I have the following sequence $\{Y_n\}$ of random variables defined as $$Y_n=\frac{\sum_{k=1}^{n}a^{k-1}X_k}{\sum_{k=1}^{n}a^{k-1}}$$ where $\{X_n\}$ is a sequence of i.i.d. random variables.
My question is, is there any weak or strong law of large numbers that says what $Y_n$ is going to converge to, if at all it converges?
I can understand that in general the statement $Y_n\stackrel{p}{\to}\mathbb{E}X$ is incorrect. An illustration of this fact can be given by taking $X_n$'s as i.i.d standard normal random variables, which shows that $Y_n\stackrel{a.s.}{\to}Y$ where $Y\sim \mathcal{N}\left(0,\frac{1-a}{1+a}\right)$ with the assumption that $|a|<1$. But I am unable to get the limit in general. Please help. Thanks in advance.
I'm going to assume that $\Bbb E|X_1|<\infty$.

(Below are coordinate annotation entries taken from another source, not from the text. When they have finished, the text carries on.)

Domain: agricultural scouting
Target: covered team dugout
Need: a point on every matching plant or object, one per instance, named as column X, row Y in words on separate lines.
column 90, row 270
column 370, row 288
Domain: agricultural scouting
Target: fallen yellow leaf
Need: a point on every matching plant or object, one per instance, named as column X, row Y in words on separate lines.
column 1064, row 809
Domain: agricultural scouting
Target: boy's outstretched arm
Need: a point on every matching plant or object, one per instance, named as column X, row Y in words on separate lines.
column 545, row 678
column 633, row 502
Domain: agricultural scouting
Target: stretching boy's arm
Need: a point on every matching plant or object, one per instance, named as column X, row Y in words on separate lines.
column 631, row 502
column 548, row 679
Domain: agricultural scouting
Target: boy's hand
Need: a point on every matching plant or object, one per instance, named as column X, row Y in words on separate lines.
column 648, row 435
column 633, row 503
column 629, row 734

1. If $|a|<1$ then the random series $\sum_{k=1}^\infty a^{k-1}X_k$ converges in $L^1$, hence in probability, hence a.s. (by a theorem of P. Lévy). Consequently $Y_n$ converges a.s to $(1-a)\sum_{k=1}^\infty a^{k-1}X_k$.
2. If $|a|>1$ then $Y_n=(1-a^{-1})\sum_{k=1}^n (a^{-1})^{k-1}X_{n-k+1}$, which has the same distribution as $(1-a^{-1})\sum_{k=1}^n (a^{-1})^{k-1}X_{k}$, which converges in distribution to $(1-a^{-1})\sum_{k=1}^\infty (a^{-1})^{k-1}X_{k}$, by the analysis for 1.